A striking feature of protein transfer through the nuclear pore is that key roles are played by several linear motifs. Besides the NLS for nuclear import, the CRM1-binding NES motif is found in proteins that are re-exported, while the FG, FxFG and GLFG repeating motifs are found in a subset of nucleoporins (FG-Nups) and are docking sites for the transfer complexes (Terry,2009). The FG-Nups are large, predominantly natively disordered proteins that line the inner pore, extending projections into both the cytosol and nucleoplasm. Importin-beta makes multivalent interactions with motifs in the FG-Nups. Importin-beta stays docked to the FG-Nups while it translocates through the pore. Additional regulatory interactions involving globular interfaces, e.g. with the RAN GTPase, effect allosteric rearrangements of the transport receptors. Overall the nuclear transfer systems are highly cooperative, which is the hallmark of robust cellular operations requiring multiple regulatory inputs to carefully control each step in the process.
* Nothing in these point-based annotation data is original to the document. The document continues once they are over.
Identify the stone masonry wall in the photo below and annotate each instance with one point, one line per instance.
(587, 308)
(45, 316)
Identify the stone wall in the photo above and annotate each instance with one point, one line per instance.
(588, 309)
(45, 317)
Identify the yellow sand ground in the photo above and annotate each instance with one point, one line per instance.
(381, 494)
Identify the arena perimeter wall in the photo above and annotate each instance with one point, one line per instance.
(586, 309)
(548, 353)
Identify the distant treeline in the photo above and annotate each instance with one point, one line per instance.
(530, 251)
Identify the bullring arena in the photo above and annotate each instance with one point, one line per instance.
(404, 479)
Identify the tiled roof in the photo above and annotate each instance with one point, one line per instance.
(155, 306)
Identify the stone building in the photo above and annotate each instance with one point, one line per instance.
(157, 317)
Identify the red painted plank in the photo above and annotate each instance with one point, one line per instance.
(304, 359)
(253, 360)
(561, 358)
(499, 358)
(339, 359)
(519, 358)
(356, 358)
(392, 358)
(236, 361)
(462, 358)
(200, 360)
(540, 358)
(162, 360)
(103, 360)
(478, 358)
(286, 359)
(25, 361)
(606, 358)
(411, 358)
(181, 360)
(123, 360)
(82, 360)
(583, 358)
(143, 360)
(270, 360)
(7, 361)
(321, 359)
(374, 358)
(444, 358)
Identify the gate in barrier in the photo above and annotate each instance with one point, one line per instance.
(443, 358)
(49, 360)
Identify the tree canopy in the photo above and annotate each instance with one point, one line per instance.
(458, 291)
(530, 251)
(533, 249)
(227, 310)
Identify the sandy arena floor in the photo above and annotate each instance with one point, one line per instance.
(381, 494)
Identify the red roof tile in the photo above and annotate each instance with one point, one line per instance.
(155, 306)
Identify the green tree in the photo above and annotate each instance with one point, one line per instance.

The "classical" or "conventional" importin-alpha binding NLS is found in the majority of nuclear proteins. It was one of the earliest linear motifs to be described. The dominating feature of the motif is its highly basic nature. It exists in two main variants, a "monopartite" form (mNLS) with a single cluster of basic amino acids, originally found in the sequences of the large T Antigen (SV40) and E1A (Adenovirus) (Kalderon,1984; Smith,1985) and a "bipartite" form (bNLS) with two basic clusters separated by a short linker region, first analysed in Nucleoplasmin (Dingwall,1991). NLS motifs can be found anywhere within a protein sequence provided that the location is well exposed: in practice, they are nearly always in segments of native disorder. Possession of an NLS is sufficient for targeting a protein located in the cytosol into the nucleus. As a consequence, proteins whose localizations are commonly restricted to the cytoplasm can be experimentally directed to the nucleus by fusing an NLS motif onto them. Nuclear import may be very fast but can also be slow, particularly if it is regulated. Thus, the NLS of the Polyomavirus VP1 protein mediated nuclear localization within one minute (Chang,1992). In contrast, for the Adenovirus E1A protein, nuclear localization required up to 30 minutes (Lyons,1987).
In nuclear proteins, sequences matching the mNLS are more common than for the bNLS. Structures of NLS peptides in complex with importin-alpha show that the site binding the mNLS also binds the second basic cluster of the bNLS. In the ELM NLS entries, we will refer to this binding site as the "major importin site", in contrast to its interacting counterpart, the "major NLS site" (and similarly to the "minor importin site" and the "minor NLS site" respectively). The NLS itself is known to bind in a predominantly extended conformation (Fontes,2003).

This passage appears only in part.